EQUITY-REFORMATION ON GROUND OF MISTAKE. The provisions of a written instrument will not be disturbed for the purpose of reforming it, unless it be shown

(1) That the instrument does not set forth the true intent of the parties. Fritzler v. Robinson, (Iowa,) 31 N. W. Rep. 61; Water-Power Co. v. Merriman, (Minn.) 27 N. W. Rep. 199; James v. Cutler, (Wis.) 10 N. W. Rep. 147.

(2) That the failure to make the instrument express such intent arose from oversight or mistake in draughting it. Fritzler v. Robinson, supra; Dod v. Paul, (N. J.) 11 Atl. Rep. 817.

(3) That such mistake was mutual. Henderson v. Stokes, (N. J.) 8 Atl. Rep. 718; Spare v. Insurance Co., 19 Fed. Rep. 14; Wachendorf v. Lancaster, (Iowa,) 14 N. W. Rep. 316, 16 N. W. Rep. 533; James v. Cutler, supra; Houser v. Austin, (Idaho,) 10 Pac. Rep. 37; Griffith v. County, (Ark.) 3 S. W. Rep. 886. It must appear that both parties have done what neither intended. Henderson v. Stokes, supra; Spare v. Insurance Co., supra; Houser v. Austin, supra. Where there is any miscarriage in expressing the mind of a party to a contract, it would seem to be just that he should be bound by what he fairly expressed, whether he intended it as he expressed it or not. Building Co. v. Sloan, 21 Fed Rep. 561.

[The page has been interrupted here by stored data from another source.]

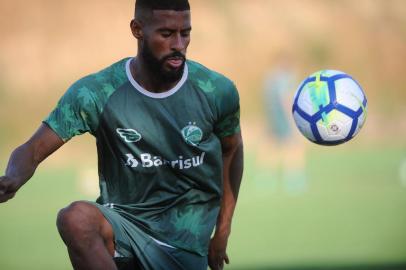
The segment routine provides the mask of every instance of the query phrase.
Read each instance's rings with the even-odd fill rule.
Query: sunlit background
[[[226,269],[406,269],[406,1],[191,5],[188,57],[230,77],[241,96],[246,167]],[[70,84],[136,53],[133,6],[0,0],[2,171]],[[284,59],[292,91],[321,69],[362,85],[368,119],[354,140],[321,147],[296,129],[289,143],[269,132],[264,80]],[[0,269],[71,269],[56,214],[96,197],[95,141],[84,135],[0,206]]]

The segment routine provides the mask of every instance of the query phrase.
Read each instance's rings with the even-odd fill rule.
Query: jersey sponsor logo
[[[128,143],[135,143],[142,139],[141,134],[135,129],[131,128],[118,128],[116,129],[118,135]]]
[[[205,155],[206,152],[202,152],[200,155],[191,158],[179,156],[179,158],[176,160],[166,160],[162,157],[153,156],[149,153],[141,154],[138,159],[132,154],[126,154],[127,161],[125,165],[131,168],[137,168],[138,166],[143,168],[169,166],[174,169],[187,170],[202,165],[204,163]]]
[[[190,122],[182,129],[182,137],[187,144],[198,146],[203,138],[203,131],[196,126],[196,123]]]

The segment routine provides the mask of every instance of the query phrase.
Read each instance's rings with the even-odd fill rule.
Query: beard
[[[180,52],[173,52],[159,59],[152,53],[148,44],[144,43],[144,46],[141,50],[141,56],[145,60],[146,68],[155,80],[161,83],[175,83],[182,78],[186,61],[186,57],[184,54]],[[183,63],[177,69],[166,70],[164,68],[165,61],[172,57],[183,59]]]

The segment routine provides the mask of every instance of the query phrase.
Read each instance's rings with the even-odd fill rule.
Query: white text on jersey
[[[202,152],[199,156],[194,156],[192,158],[184,159],[183,156],[179,156],[177,160],[166,160],[159,156],[153,156],[148,153],[141,154],[139,161],[132,155],[126,154],[127,162],[126,166],[136,168],[141,163],[143,168],[160,167],[160,166],[170,166],[172,168],[186,170],[194,167],[198,167],[203,164],[204,156],[206,152]]]

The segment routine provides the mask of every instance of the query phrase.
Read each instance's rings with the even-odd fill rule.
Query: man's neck
[[[145,67],[146,65],[143,63],[143,61],[144,60],[142,59],[142,57],[139,56],[133,58],[130,62],[130,71],[134,80],[145,90],[152,93],[163,93],[175,87],[176,84],[179,82],[162,82],[162,80],[160,80],[155,74],[150,72]]]

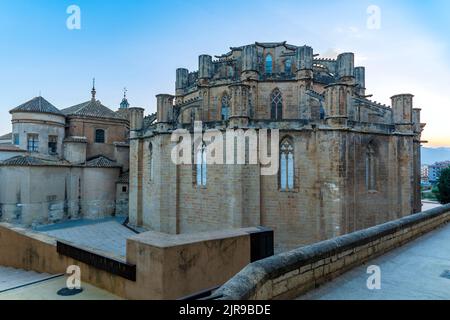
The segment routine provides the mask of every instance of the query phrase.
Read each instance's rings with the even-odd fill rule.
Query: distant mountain
[[[450,160],[450,148],[422,147],[422,164],[433,164],[446,160]]]

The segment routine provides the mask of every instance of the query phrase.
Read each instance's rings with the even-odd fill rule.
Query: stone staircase
[[[37,273],[34,271],[25,271],[0,266],[0,293],[51,277],[52,276],[47,273]]]

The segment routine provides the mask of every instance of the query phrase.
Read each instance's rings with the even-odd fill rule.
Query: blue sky
[[[81,30],[69,30],[69,5]],[[381,29],[366,27],[369,5]],[[118,107],[123,87],[133,106],[155,111],[155,95],[173,93],[175,69],[195,70],[198,55],[255,41],[313,46],[333,57],[353,51],[367,67],[368,93],[415,94],[428,123],[424,139],[450,146],[450,2],[429,1],[0,1],[0,134],[13,107],[39,92],[58,108],[97,96]]]

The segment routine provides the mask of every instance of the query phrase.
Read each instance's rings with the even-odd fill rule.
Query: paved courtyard
[[[36,231],[72,243],[126,256],[126,239],[135,235],[122,225],[123,219],[77,220],[40,227]]]
[[[381,269],[381,289],[369,290],[367,267]],[[450,224],[355,268],[302,300],[449,300]]]
[[[0,266],[0,293],[29,283],[49,278],[46,273],[18,270]]]
[[[434,201],[422,201],[422,211],[427,211],[439,206],[440,204]]]
[[[82,283],[83,291],[74,296],[58,295],[67,277],[0,266],[0,300],[116,300],[119,297]]]

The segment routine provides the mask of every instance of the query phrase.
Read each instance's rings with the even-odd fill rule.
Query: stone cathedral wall
[[[280,190],[277,174],[260,176],[259,165],[208,165],[207,185],[197,186],[195,165],[172,163],[170,134],[133,140],[132,145],[143,145],[142,210],[130,210],[130,220],[172,234],[262,225],[274,229],[277,249],[287,250],[414,211],[411,136],[342,130],[280,132],[280,140],[287,136],[295,150],[295,188],[288,192]],[[374,190],[366,186],[369,143],[376,152]],[[130,199],[135,195],[130,194]],[[136,200],[130,206],[136,208]]]

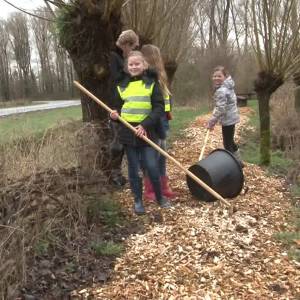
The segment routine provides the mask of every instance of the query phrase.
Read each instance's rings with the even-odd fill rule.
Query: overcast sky
[[[39,6],[44,6],[45,2],[43,0],[8,0],[13,5],[20,7],[24,10],[32,12]],[[0,18],[5,19],[11,12],[16,12],[17,9],[13,8],[9,4],[0,0]]]

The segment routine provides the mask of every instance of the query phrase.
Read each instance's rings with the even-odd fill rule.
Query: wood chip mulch
[[[241,109],[239,128],[248,126],[249,108]],[[185,167],[198,160],[205,137],[198,117],[170,154]],[[237,136],[239,135],[239,129]],[[206,155],[222,147],[221,128],[210,135]],[[238,137],[239,138],[239,137]],[[281,178],[246,164],[249,190],[229,200],[235,212],[218,202],[205,203],[189,193],[185,174],[168,165],[178,197],[169,210],[146,204],[148,227],[131,235],[106,285],[78,290],[86,299],[300,299],[300,264],[288,257],[274,234],[286,230],[292,207]],[[120,193],[132,214],[132,196]]]

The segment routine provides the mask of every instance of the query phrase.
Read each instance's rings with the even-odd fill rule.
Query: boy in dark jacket
[[[117,41],[116,49],[110,53],[110,76],[113,89],[120,77],[124,76],[124,59],[128,53],[139,46],[139,37],[133,30],[123,31]],[[111,92],[114,98],[114,90]],[[122,160],[124,156],[124,148],[118,141],[119,123],[111,122],[110,127],[113,133],[113,142],[111,144],[112,154],[112,174],[110,182],[116,186],[123,186],[126,183],[125,177],[122,175]]]

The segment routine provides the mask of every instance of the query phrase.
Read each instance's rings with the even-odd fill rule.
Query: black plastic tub
[[[215,149],[206,158],[192,165],[189,171],[223,198],[234,198],[243,189],[242,167],[239,161],[225,149]],[[191,194],[197,199],[208,202],[217,200],[189,176],[186,180]]]

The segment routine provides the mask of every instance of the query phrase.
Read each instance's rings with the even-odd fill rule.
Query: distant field
[[[42,134],[60,122],[80,120],[81,107],[58,108],[0,118],[0,143],[14,138]]]

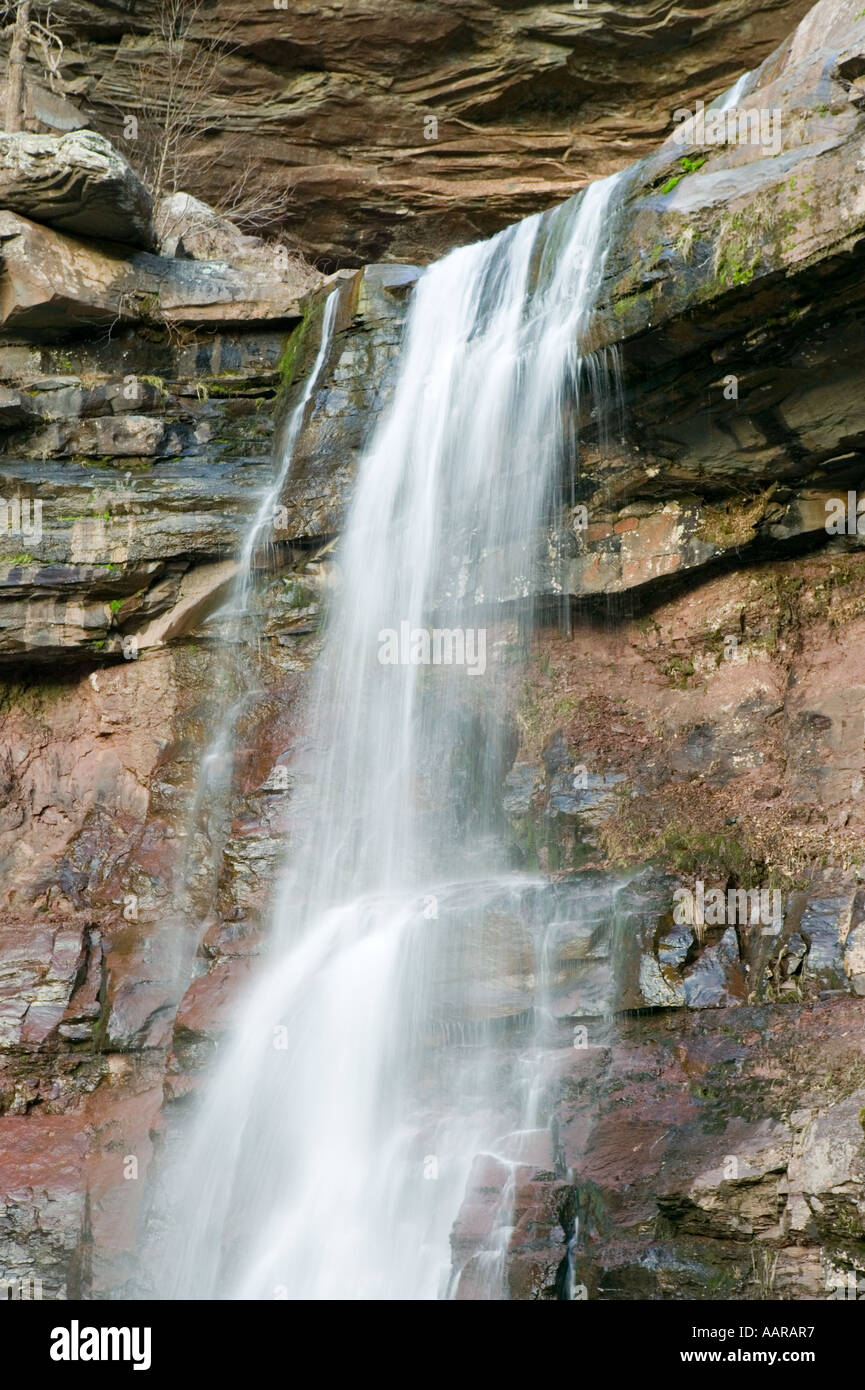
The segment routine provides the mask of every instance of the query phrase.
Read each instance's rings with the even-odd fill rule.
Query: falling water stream
[[[750,76],[750,72],[743,72],[741,77],[737,77],[732,87],[728,87],[726,92],[722,92],[719,97],[715,98],[711,109],[714,111],[735,111],[744,95]]]
[[[321,325],[321,341],[312,370],[306,379],[300,400],[288,417],[279,454],[281,463],[272,483],[262,493],[258,508],[244,537],[237,563],[237,573],[224,607],[215,616],[229,625],[226,640],[236,646],[249,640],[249,624],[252,621],[250,597],[253,588],[256,557],[259,552],[272,545],[274,517],[277,505],[285,489],[288,470],[298,436],[303,429],[307,408],[318,385],[328,351],[333,338],[339,304],[339,287],[332,289],[324,304]],[[210,800],[220,800],[230,777],[233,765],[234,739],[243,707],[249,703],[250,691],[243,689],[236,701],[228,706],[220,719],[214,736],[210,741],[202,762],[202,773],[198,780],[196,809]]]
[[[573,421],[610,404],[586,345],[619,188],[451,253],[414,292],[338,550],[269,946],[169,1182],[170,1296],[452,1296],[479,1155],[508,1176],[472,1283],[506,1296],[562,924],[555,885],[515,872],[501,835],[515,750],[496,671],[538,587]],[[462,632],[474,659],[424,664],[430,629]],[[503,979],[526,998],[518,1046]]]
[[[274,519],[282,497],[294,448],[303,429],[333,339],[341,287],[337,285],[325,300],[321,338],[315,361],[300,399],[285,422],[280,437],[279,459],[270,485],[261,494],[258,507],[247,527],[237,559],[237,568],[223,606],[212,615],[219,626],[221,660],[217,663],[216,685],[224,699],[216,719],[195,782],[195,793],[183,832],[185,852],[179,857],[171,885],[173,911],[165,922],[172,950],[169,952],[170,985],[179,998],[188,979],[192,957],[199,944],[200,912],[196,901],[212,899],[224,847],[226,806],[231,791],[237,729],[245,709],[256,698],[248,662],[241,653],[255,634],[256,617],[252,595],[258,557],[272,547]],[[201,853],[202,842],[209,852]],[[188,924],[193,929],[189,930]]]

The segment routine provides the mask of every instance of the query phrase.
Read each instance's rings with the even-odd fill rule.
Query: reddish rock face
[[[68,912],[95,888],[94,856],[104,882],[113,854],[141,833],[148,784],[173,737],[180,698],[173,664],[163,652],[107,671],[70,673],[53,687],[16,692],[0,715],[7,749],[0,831],[7,911],[38,914],[56,904]],[[67,860],[58,883],[57,865],[74,855],[79,837],[90,839],[90,868]]]
[[[551,1165],[479,1158],[472,1171],[458,1298],[490,1297],[503,1226],[511,1298],[820,1299],[845,1286],[863,1229],[859,1001],[632,1018],[579,1062],[560,1056]]]
[[[179,887],[201,741],[221,709],[212,654],[174,647],[70,675],[62,698],[7,687],[7,805],[20,810],[0,918],[0,1268],[41,1280],[44,1297],[128,1286],[164,1096],[196,1084],[256,949],[288,800],[280,777],[262,786],[291,746],[303,677],[274,648],[273,704],[244,725],[213,843],[196,841],[201,911]],[[199,944],[201,966],[216,965],[178,1013]]]
[[[227,0],[193,25],[204,50],[228,26],[232,51],[184,169],[197,180],[188,191],[224,200],[254,151],[259,185],[290,187],[284,225],[313,258],[424,264],[645,154],[676,108],[756,67],[808,8]],[[159,71],[146,43],[156,13],[121,17],[88,0],[58,21],[76,58],[71,99],[133,163],[123,115],[140,114],[138,55]]]
[[[321,65],[312,76],[304,67],[285,100],[297,138],[289,162],[305,171],[297,215],[333,257],[417,236],[426,259],[439,233],[474,235],[565,184],[570,192],[570,155],[547,167],[559,149],[550,113],[563,66],[569,101],[575,87],[592,88],[585,103],[610,148],[618,118],[602,109],[597,79],[610,60],[591,17],[422,8],[412,6],[412,28],[401,12],[394,27],[390,13],[362,6],[368,23],[358,25],[343,7],[320,34],[301,12],[240,16],[245,48],[229,65],[232,81],[279,76],[283,64],[297,74],[310,55]],[[645,54],[665,48],[677,15],[664,11],[657,29],[642,11],[607,15],[603,39],[609,54],[626,31],[633,44],[648,26],[635,84],[656,81],[687,102],[721,85],[732,59],[713,45],[728,25],[753,63],[776,18],[786,23],[794,10],[765,5],[746,21],[735,6],[710,6],[687,64],[659,61],[648,76]],[[794,60],[808,69],[791,99],[825,122],[812,126],[823,135],[791,157],[796,177],[824,171],[822,196],[791,224],[785,177],[776,222],[751,224],[749,236],[762,238],[752,264],[756,251],[750,242],[737,250],[723,199],[712,210],[713,180],[729,178],[732,216],[742,217],[763,207],[780,166],[737,154],[726,168],[713,154],[718,165],[665,194],[678,160],[667,147],[642,170],[637,216],[610,264],[603,340],[625,343],[634,448],[604,456],[588,439],[581,481],[593,489],[593,520],[579,538],[573,529],[559,537],[570,546],[569,632],[541,627],[526,687],[512,690],[518,734],[503,789],[515,861],[549,875],[544,892],[565,904],[578,892],[596,910],[590,920],[555,917],[539,1082],[551,1123],[517,1136],[510,1115],[502,1152],[478,1155],[453,1232],[460,1299],[491,1296],[496,1260],[497,1287],[518,1299],[581,1296],[575,1290],[811,1298],[824,1296],[827,1278],[858,1269],[865,569],[858,539],[830,541],[824,520],[827,489],[846,486],[836,461],[855,468],[862,437],[862,214],[847,159],[861,135],[862,41],[835,55],[825,78],[833,108],[821,112],[827,12],[819,7],[767,73],[783,86]],[[562,38],[562,24],[567,42],[550,38],[550,25]],[[547,36],[532,37],[530,53],[526,25]],[[571,61],[582,44],[597,64],[592,82]],[[692,57],[704,69],[689,85]],[[397,60],[400,81],[382,85]],[[89,48],[82,63],[92,64]],[[91,80],[94,104],[97,88]],[[419,155],[401,166],[399,152],[418,137],[396,117],[390,153],[369,145],[370,129],[390,129],[394,102],[417,122],[445,98],[469,128],[454,134],[442,120],[446,137],[429,159],[468,151],[482,157],[477,177],[440,162],[435,180],[416,177]],[[274,97],[280,119],[282,100]],[[305,103],[316,129],[342,142],[338,158],[308,148]],[[261,112],[243,117],[250,129],[271,119]],[[511,117],[496,144],[496,124]],[[623,139],[641,139],[642,128]],[[566,155],[570,124],[567,140]],[[507,141],[532,154],[503,191]],[[600,137],[594,155],[590,146],[587,136],[595,168]],[[278,141],[267,151],[286,155]],[[217,177],[213,153],[205,167]],[[382,172],[370,192],[373,163]],[[364,190],[338,208],[354,250],[334,220],[347,178]],[[400,241],[391,214],[404,197],[420,214]],[[686,212],[706,238],[693,278],[683,267],[694,247],[677,221]],[[248,326],[190,328],[179,342],[142,332],[134,343],[62,350],[38,338],[0,343],[18,388],[0,401],[11,431],[4,469],[26,482],[50,467],[76,513],[58,507],[36,563],[25,555],[2,565],[3,652],[14,663],[0,704],[0,1258],[8,1277],[42,1278],[52,1296],[131,1287],[154,1158],[212,1060],[266,927],[296,814],[288,769],[306,673],[337,582],[328,537],[387,400],[414,272],[349,278],[285,498],[291,541],[273,547],[278,572],[262,577],[238,666],[208,622],[226,579],[214,556],[242,529],[270,447],[270,402],[284,374],[302,376],[308,325],[285,352],[281,332]],[[230,319],[224,305],[219,312]],[[154,371],[133,382],[137,405],[127,410],[133,349],[137,367]],[[706,414],[706,393],[728,365],[741,409]],[[94,461],[85,444],[112,452]],[[106,470],[125,479],[130,459],[138,471],[122,505],[112,496],[107,519],[79,514],[82,499],[95,508],[91,492],[103,497]],[[561,585],[540,589],[549,598]],[[133,628],[152,644],[125,660]],[[67,665],[49,677],[40,663],[58,655]],[[238,689],[255,698],[237,719],[228,790],[197,799],[210,735]],[[577,768],[584,782],[575,786]],[[673,889],[696,879],[734,893],[779,883],[783,929],[675,921]],[[531,920],[528,910],[497,911],[465,956],[455,945],[454,969],[435,982],[449,1024],[525,1025],[538,1000]],[[478,945],[482,966],[467,986],[464,961]]]

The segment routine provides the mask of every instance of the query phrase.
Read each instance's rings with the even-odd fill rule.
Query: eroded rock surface
[[[225,196],[253,153],[259,184],[291,187],[284,221],[297,244],[329,267],[425,263],[647,153],[677,108],[757,67],[808,8],[227,0],[196,14],[188,40],[206,50],[230,29],[191,191]],[[134,162],[124,120],[141,105],[139,65],[160,70],[155,18],[108,0],[58,16],[68,92],[49,92],[34,63],[32,117],[77,110]]]
[[[597,323],[598,349],[621,355],[627,428],[604,449],[582,422],[576,505],[539,538],[539,630],[511,692],[503,827],[515,873],[550,881],[480,912],[453,904],[455,968],[436,981],[436,1036],[494,1027],[503,1070],[543,1018],[552,1116],[521,1132],[502,1100],[502,1143],[478,1155],[453,1232],[461,1299],[484,1296],[507,1193],[514,1298],[819,1298],[865,1272],[865,555],[855,516],[825,524],[862,476],[854,9],[824,0],[750,80],[746,107],[789,116],[775,154],[668,143],[629,176]],[[435,13],[451,51],[456,9]],[[688,23],[711,35],[719,13]],[[244,22],[268,43],[273,23],[301,24],[274,14]],[[527,22],[531,8],[496,11]],[[575,23],[599,44],[561,20]],[[328,70],[308,90],[319,78],[330,87]],[[535,97],[538,80],[526,72]],[[677,81],[686,104],[698,88]],[[471,86],[489,114],[505,95],[495,74]],[[488,201],[491,224],[518,205]],[[291,751],[417,271],[342,277],[238,633],[218,610],[323,287],[303,303],[262,289],[257,247],[243,264],[120,254],[0,216],[14,310],[0,341],[0,1262],[51,1297],[122,1295],[141,1179],[224,1035],[293,817],[314,804]],[[69,270],[53,286],[27,280],[39,245]],[[142,302],[157,291],[159,313]],[[504,629],[492,664],[513,684]],[[210,735],[251,693],[224,796],[202,805]],[[780,916],[770,899],[753,921],[677,920],[675,894],[698,882],[725,902],[777,892]]]
[[[153,249],[150,194],[94,130],[0,133],[0,207],[78,236]]]

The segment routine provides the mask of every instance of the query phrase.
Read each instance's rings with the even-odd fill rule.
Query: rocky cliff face
[[[855,499],[852,526],[826,525],[862,476],[860,11],[822,0],[749,80],[744,108],[779,113],[767,143],[694,126],[622,183],[596,347],[625,426],[605,442],[582,422],[574,495],[539,538],[503,786],[558,935],[539,979],[530,905],[499,913],[480,991],[505,1052],[541,993],[558,1030],[554,1124],[514,1155],[516,1298],[817,1298],[865,1273]],[[235,661],[211,615],[322,288],[0,216],[0,1263],[105,1296],[257,949],[333,542],[417,272],[340,279]],[[244,686],[230,794],[201,807],[209,731]],[[777,892],[782,920],[677,921],[697,880]],[[477,1023],[459,980],[441,989]],[[479,1159],[460,1297],[505,1180]]]
[[[808,0],[349,0],[195,8],[190,35],[226,29],[203,103],[193,191],[215,200],[254,154],[293,189],[285,225],[328,268],[420,264],[561,202],[646,154],[677,107],[755,68]],[[31,109],[75,111],[123,145],[141,105],[159,3],[82,0],[59,20],[63,95],[33,68]],[[134,144],[127,141],[128,153]]]

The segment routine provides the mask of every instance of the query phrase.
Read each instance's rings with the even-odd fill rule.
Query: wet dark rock
[[[583,781],[585,786],[582,785]],[[616,772],[582,776],[574,768],[568,772],[558,772],[550,781],[547,814],[585,816],[591,822],[592,813],[603,815],[615,804],[613,789],[624,781],[624,775]]]
[[[502,807],[506,816],[524,816],[532,808],[532,798],[542,782],[537,763],[514,763],[505,778]]]
[[[802,962],[808,954],[808,943],[798,932],[787,938],[782,956],[782,965],[785,975],[795,975],[802,967]]]
[[[556,730],[556,733],[544,749],[542,757],[544,760],[544,767],[550,775],[556,772],[560,773],[570,766],[572,762],[571,752],[568,747],[568,741],[561,729]]]
[[[802,915],[800,934],[808,943],[803,979],[819,989],[846,989],[842,927],[849,898],[817,898]]]
[[[722,1009],[747,997],[736,932],[728,927],[716,946],[707,946],[682,977],[689,1009]]]
[[[282,499],[288,540],[322,539],[342,527],[363,446],[391,397],[407,295],[417,274],[411,266],[373,265],[350,281],[347,331],[334,343]],[[298,369],[303,365],[299,361]]]
[[[680,969],[693,950],[696,936],[690,927],[672,927],[658,941],[658,963]]]

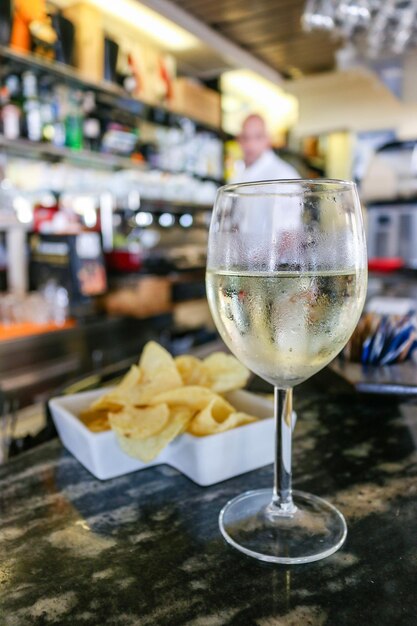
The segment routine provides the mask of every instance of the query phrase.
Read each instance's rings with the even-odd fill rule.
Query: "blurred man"
[[[283,161],[273,152],[271,138],[265,120],[260,115],[249,115],[242,124],[239,142],[243,151],[245,169],[238,173],[233,183],[252,183],[265,180],[286,180],[300,178],[297,170]],[[275,232],[277,239],[285,245],[283,235],[297,230],[302,219],[302,208],[297,198],[286,198],[285,214],[275,212],[275,199],[265,197],[257,199],[256,210],[246,210],[240,216],[240,230],[251,231],[254,235],[254,249],[259,248],[259,238],[268,237],[270,230]],[[250,204],[246,203],[247,209]],[[271,219],[271,212],[274,217]],[[282,248],[277,247],[277,250]],[[280,254],[281,254],[280,252]],[[252,252],[250,253],[252,254]]]
[[[300,178],[297,170],[272,151],[271,138],[265,120],[257,114],[249,115],[242,124],[239,143],[243,151],[245,169],[235,176],[235,183],[257,180]]]

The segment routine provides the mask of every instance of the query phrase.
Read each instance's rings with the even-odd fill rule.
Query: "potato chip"
[[[150,404],[166,402],[169,406],[186,406],[195,413],[204,409],[216,397],[218,396],[210,389],[193,385],[159,393],[152,398]]]
[[[93,433],[101,433],[110,430],[107,409],[85,409],[79,415],[82,423]]]
[[[248,382],[249,370],[230,354],[214,352],[203,363],[213,381],[213,391],[225,393],[242,389]]]
[[[125,400],[117,395],[116,392],[109,392],[95,400],[91,405],[92,409],[96,411],[107,411],[117,413],[125,404]]]
[[[132,365],[120,383],[109,393],[104,394],[93,402],[92,408],[116,412],[128,403],[129,393],[139,385],[142,372],[137,365]]]
[[[174,360],[184,385],[211,387],[211,376],[200,359],[184,354],[177,356]]]
[[[123,391],[124,393],[128,393],[130,389],[133,389],[136,385],[138,385],[142,378],[142,371],[140,367],[137,365],[132,365],[127,374],[125,374],[117,385],[117,389],[119,391]]]
[[[172,369],[172,371],[177,374],[177,380],[180,378],[177,368],[175,367],[175,361],[168,350],[165,350],[165,348],[155,341],[148,341],[144,347],[139,361],[139,367],[145,379],[152,378],[152,376],[162,369]]]
[[[150,404],[155,394],[182,387],[182,378],[172,356],[154,341],[149,341],[140,359],[140,384],[129,391],[129,400],[136,406]]]
[[[257,421],[256,417],[237,413],[223,398],[214,398],[202,411],[191,420],[188,432],[197,437],[214,435],[226,430]]]
[[[119,413],[110,413],[109,422],[113,430],[124,437],[146,439],[159,433],[167,425],[169,409],[166,404],[136,408],[126,406]]]
[[[178,406],[171,408],[166,427],[158,434],[147,437],[146,439],[140,439],[134,436],[126,437],[117,427],[114,427],[114,430],[119,445],[126,454],[144,463],[149,463],[158,456],[170,441],[175,439],[177,435],[186,429],[192,415],[192,411],[187,407]],[[110,418],[110,421],[111,420],[112,418]]]
[[[154,341],[146,344],[140,365],[132,365],[121,382],[93,403],[94,408],[118,411],[123,406],[147,406],[155,394],[182,387],[172,356]]]
[[[188,430],[192,427],[193,422],[197,421],[201,424],[202,430],[207,430],[207,433],[211,434],[215,425],[224,422],[234,410],[233,406],[224,398],[214,395],[210,402],[191,420]]]
[[[80,420],[93,432],[111,427],[127,454],[149,462],[186,430],[211,435],[255,421],[218,395],[243,387],[248,377],[243,365],[222,352],[204,361],[187,355],[173,359],[150,341],[139,365],[83,411]]]

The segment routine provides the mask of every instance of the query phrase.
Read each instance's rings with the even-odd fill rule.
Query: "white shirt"
[[[297,170],[272,151],[266,150],[252,165],[234,176],[234,183],[253,183],[258,180],[300,178]]]
[[[236,175],[232,183],[253,183],[262,180],[279,180],[300,178],[297,170],[276,156],[272,150],[266,150],[252,165],[246,167]],[[274,215],[271,220],[270,211],[273,209],[271,199],[258,200],[256,212],[247,212],[241,217],[241,230],[265,236],[273,231],[291,231],[299,228],[302,210],[297,198],[287,198],[286,211]],[[274,211],[275,213],[275,211]],[[264,219],[262,219],[264,217]]]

But an instrument may be reformed, though the mistake is not mutual, if the one party knew or had such implied knowledge of the mistake of the other as would make it inequitable to permit him to benefit thereby. Town of Essex v. Day, (Conn.) 1 Atl. Rep. 620; James v. Cutler, supra; Peasley v. McFadden, (Cal.) 10 Pac. Rep. 179.

A mistake of law, made through the representations of an agent, may be corrected in equity, Bailey v. Insurance Co., 13 Fed. Rep. 250; and while for a bare mistake of law alone relief will rarely, if ever, be afforded, yet equity will interfere where it further appears that the defendant, availing himself of the opportunities of the mistake, will take an unconscionable advantage of the plaintiff, Benson v. Markoe, (Minn.) 33 N. W. Rep. 38.

(4) Nor will such instrument be reformed unless the mistake be clearly proved. Baltzer v. Railroad Co., 6 Sup. Ct. Rep. 216; Griswold v. Hazard, 26 Fed. Rep. 135; Guilmartin v. Urquhart, (Ala.) 1 South. Rep. 897. It must be satisfactorily proved,-to a moral certainty. Spare v. Insurance Co., supra. The proof must be so full and clear as to leave no room for controversy. Henderson v. Stokes, supra. It must be entirely clear and satisfactory, Rawson v. Lyons, 23 Fed. Rep. 107; clear, satisfactory, and conclusive, Cummins v. Monteith, (Iowa,) 16 N. W. Rep. 591; clear, satisfactory, and free from reasonable doubt, Wachendorf v. Lancaster, (Iowa,) 14 N. W. Rep. 316, 16 N. W. Rep. 533. It must be clear and convincing, Fritzler v. Robinson, supra; and leave no reasonable doubt in the mind of the court, Houser v. Austin, supra; it must be clear, precise, and indubitable. Ahlborn v. Wolff, (Pa.) 11 Atl. Rep. 799.

Yet while, in actions for reformation of written instruments, the mistake must be established in a clear and convincing manner, to the entire satisfaction of the court, still relief will not be denied simply because there is a conflict in the evidence upon the question of a mistake. Hutchinson v. Ainsworth, (Cal.) 15 Pac. Rep. 82.

On the unsupported testimony of the plaintiff, contradicted by his own conduct, the court will not reform a contract on the ground of mistake. Shipman v. District of Columbia, 7 Sup. Ct. Rep. 134.